Concentrate your networking and job search efforts on professional networking sites such as LinkedIn rather than social networking sites such as Instagram and TikTok. However, if you choose to use social networking sites in your job search, follow these tips:

  • Consider anything put online as public.
  • Make sure all of your social networking accounts are up-to-date and consistent with each other before starting a job search or personal branding campaign using social media.
  • Employers do not have the right to require access to your social media accounts but that doesn’t mean that you shouldn’t be cautious about what you post.

Phase 1: The Google “Self-Audit” (Catching PI Data)

Before fixing your apps, you need to see exactly what an employer or scammer sees when they search your name. This phase stops PI (Personally Identifiable Information) leaks—the digital breadcrumbs like your phone number, location, or old accounts that bad actors use to track you or guess your security questions.

1. Go “Incognito” First

  • The Move: Open a private or Incognito browser window.
  • Why: Normal searching tweaks results based on your personal cookies. Incognito shows you the unbiased, raw results a stranger or recruiter will see.

2. Master the “Quotation” Search

  • The Move: Search “Firstname Lastname” in quotes to force Google to find that exact match.
  • Pro Tip: If your name is common, narrow it down by adding your school or city inside a second set of quotes: “Firstname Lastname” “University Name.” Check the first three pages of results.

3. Track Down Old Aliases

  • The Move: Think of old middle school handles, childhood gamertags, or old email prefixes. Search those exact usernames in quotes (e.g., “skaterkid99”).
  • Why: This helps you dig up forgotten, legacy accounts on niche platforms (Tumblr, VSCO, Pinterest, Wattpad) that are still tied to your identity.

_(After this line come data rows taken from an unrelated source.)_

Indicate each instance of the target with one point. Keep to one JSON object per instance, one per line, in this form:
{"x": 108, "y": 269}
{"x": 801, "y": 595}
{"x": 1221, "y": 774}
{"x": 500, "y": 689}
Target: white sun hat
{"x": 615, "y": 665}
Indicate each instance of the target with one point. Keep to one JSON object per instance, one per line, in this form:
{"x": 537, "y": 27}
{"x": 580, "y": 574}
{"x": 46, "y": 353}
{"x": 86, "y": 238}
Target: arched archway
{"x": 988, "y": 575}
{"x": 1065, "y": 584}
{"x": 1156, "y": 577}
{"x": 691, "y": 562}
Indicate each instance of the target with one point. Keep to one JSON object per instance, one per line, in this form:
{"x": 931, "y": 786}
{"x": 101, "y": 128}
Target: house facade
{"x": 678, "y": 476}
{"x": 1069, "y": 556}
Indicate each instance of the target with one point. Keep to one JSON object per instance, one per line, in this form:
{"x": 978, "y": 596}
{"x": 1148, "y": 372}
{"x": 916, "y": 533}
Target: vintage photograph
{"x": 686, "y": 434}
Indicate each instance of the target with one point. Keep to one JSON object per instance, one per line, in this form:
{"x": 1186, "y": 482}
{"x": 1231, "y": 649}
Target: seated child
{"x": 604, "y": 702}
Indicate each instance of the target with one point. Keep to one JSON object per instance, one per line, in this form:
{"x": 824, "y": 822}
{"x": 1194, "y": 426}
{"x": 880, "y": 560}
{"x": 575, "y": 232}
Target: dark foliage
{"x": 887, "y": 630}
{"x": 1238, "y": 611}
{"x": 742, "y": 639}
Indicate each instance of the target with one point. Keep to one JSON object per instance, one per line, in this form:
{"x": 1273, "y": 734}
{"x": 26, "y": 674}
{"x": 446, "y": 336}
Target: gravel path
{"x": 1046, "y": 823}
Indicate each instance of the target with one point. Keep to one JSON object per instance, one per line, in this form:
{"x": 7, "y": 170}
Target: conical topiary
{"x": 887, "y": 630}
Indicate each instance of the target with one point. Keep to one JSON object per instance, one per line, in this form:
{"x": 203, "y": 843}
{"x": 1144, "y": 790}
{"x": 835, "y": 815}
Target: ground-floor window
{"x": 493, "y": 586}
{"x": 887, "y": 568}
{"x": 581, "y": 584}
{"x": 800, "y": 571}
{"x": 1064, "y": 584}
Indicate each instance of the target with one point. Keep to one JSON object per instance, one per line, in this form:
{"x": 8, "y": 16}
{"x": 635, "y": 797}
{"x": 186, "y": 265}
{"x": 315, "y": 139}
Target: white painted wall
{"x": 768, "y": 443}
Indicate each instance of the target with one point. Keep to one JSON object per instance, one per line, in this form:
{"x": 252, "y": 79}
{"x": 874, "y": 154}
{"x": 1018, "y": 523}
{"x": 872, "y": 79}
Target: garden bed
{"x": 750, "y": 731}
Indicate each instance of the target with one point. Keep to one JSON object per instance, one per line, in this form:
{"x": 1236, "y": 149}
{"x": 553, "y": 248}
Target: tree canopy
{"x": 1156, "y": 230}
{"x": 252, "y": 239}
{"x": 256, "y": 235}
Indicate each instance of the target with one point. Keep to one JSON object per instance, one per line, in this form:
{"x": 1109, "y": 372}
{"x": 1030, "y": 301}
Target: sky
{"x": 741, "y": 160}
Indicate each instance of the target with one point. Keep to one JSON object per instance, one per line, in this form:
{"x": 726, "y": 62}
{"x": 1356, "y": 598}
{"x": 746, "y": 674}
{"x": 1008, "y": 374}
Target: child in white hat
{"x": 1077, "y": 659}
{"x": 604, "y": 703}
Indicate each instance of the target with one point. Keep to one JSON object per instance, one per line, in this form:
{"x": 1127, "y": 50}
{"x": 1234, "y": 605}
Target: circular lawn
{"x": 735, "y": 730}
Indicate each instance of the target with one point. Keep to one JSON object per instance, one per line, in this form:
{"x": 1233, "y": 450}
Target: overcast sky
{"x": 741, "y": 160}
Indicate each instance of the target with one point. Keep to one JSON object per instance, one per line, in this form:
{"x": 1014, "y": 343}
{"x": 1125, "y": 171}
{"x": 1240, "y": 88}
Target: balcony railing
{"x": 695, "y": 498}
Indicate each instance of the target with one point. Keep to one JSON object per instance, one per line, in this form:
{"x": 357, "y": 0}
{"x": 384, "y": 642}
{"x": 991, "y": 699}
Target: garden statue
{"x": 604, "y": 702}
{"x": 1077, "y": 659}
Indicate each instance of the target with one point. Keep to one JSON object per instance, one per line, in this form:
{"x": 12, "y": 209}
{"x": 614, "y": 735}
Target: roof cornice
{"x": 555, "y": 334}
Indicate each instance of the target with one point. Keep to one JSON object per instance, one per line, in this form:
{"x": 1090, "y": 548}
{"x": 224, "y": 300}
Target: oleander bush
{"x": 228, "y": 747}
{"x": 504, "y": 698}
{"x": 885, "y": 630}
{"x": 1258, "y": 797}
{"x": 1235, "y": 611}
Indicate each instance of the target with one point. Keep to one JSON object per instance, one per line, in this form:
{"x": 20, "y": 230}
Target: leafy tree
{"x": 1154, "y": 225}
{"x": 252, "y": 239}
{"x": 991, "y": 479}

4. Run an Image Search Clean-Up

  • The Move: Search your name in quotes, then click over to Google Images.
  • Why: Look for cached photos from old accounts. If a picture pops up from an old public profile, the account is either still live or needs a formal removal request.

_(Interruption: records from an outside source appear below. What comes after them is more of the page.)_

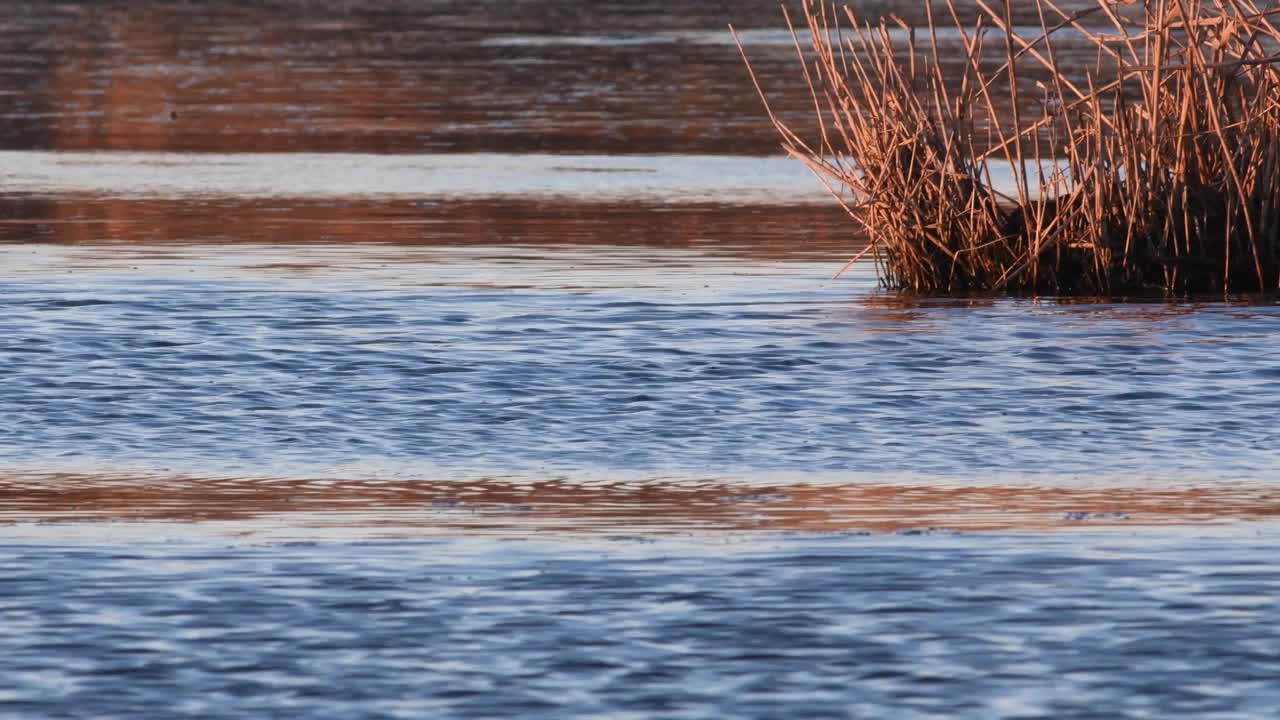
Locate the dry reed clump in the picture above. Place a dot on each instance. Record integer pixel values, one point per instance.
(1155, 167)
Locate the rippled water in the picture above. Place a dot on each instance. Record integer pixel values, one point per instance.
(817, 628)
(560, 360)
(457, 360)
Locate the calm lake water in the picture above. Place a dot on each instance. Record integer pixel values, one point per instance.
(455, 359)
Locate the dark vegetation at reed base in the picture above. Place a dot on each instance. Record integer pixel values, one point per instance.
(1156, 168)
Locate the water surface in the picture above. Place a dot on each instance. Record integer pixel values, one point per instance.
(465, 360)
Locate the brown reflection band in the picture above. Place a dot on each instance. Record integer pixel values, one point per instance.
(650, 506)
(755, 231)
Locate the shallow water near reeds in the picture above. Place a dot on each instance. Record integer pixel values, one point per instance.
(472, 361)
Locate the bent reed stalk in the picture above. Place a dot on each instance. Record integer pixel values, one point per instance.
(1155, 168)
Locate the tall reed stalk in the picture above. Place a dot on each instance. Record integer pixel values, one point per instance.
(1157, 167)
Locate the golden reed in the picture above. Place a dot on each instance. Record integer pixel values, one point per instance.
(1156, 168)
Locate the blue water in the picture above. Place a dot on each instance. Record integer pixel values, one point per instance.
(801, 627)
(589, 360)
(451, 359)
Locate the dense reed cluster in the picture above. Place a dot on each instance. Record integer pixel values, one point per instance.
(1155, 165)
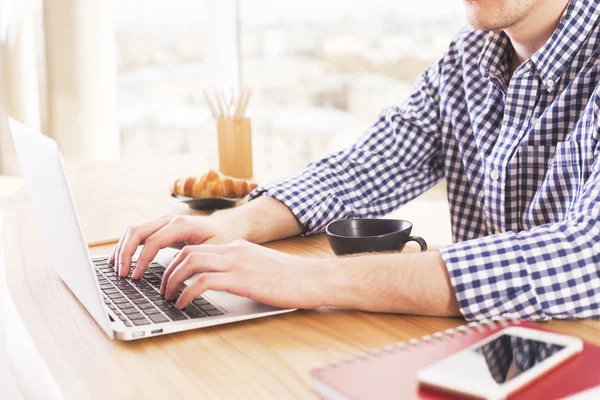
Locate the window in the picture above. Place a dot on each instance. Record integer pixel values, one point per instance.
(320, 71)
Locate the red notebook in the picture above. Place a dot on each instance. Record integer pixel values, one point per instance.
(391, 373)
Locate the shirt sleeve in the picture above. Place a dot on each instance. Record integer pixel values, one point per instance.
(550, 271)
(395, 160)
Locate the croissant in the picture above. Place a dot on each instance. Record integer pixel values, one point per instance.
(212, 184)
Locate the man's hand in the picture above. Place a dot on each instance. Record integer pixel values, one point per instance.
(259, 221)
(414, 283)
(248, 270)
(161, 233)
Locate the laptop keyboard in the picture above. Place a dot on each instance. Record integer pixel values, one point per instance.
(139, 302)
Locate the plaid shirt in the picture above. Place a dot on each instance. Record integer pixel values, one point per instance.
(520, 157)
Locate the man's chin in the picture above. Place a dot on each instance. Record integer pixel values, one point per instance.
(483, 24)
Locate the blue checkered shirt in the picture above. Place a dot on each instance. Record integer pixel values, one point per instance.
(520, 156)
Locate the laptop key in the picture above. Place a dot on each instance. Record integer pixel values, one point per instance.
(175, 315)
(193, 312)
(157, 318)
(200, 302)
(213, 313)
(124, 306)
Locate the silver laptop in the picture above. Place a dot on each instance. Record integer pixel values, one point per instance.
(124, 309)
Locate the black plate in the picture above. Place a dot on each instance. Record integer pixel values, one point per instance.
(208, 203)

5. Scrub Your Location Data

  • The Move: Search your name alongside your city or phone number to see if data brokers have scraped your data.
  • The Fix: If sites like Whitepages or Spokeo list your dorm, apartment, or family cell numbers, scroll to the absolute bottom of those sites and use their “Opt-Out” or “Remove My Info” links.

Instagram

  • The Tagged Grid Cleanse: Don’t just audit your main feed. Go to your tagged photos and untag yourself from frat party photos or messy weekend trips. Turn on “Manually Approve Tags” in your settings for the future.
  • Audit Your Highlights: Old freshman-year story highlights get overlooked. Click through them to make sure they still align with your professional brand.
  • Close Friends Only: If your account must stay public for networking or creative reasons, strictly reserve personal or weekend updates for the “Close Friends” feature.

TikTok

  • Lock Your “Likes”: Go to Settings > Privacy and set your Liked Videos tab to “Only Me” so recruiters or family can’t browse your late-night scrolling history.
  • Sound & Stitch Permissions: Remember that if you’ve posted videos that others have stitched or duetted, your original video content lives on through them unless you restrict it.
  • Fix the PFP: Swap out chaotic, blurry, or overly casual profile pictures for a simple, clear, friendly selfie.

X (formerly Twitter)

  • The Advanced Text Scrub: X is highly indexed by Google. Use the advanced search bar (from:yourusernname [keyword] to search your own history for old high school or early college rants, cursing, or controversial keywords.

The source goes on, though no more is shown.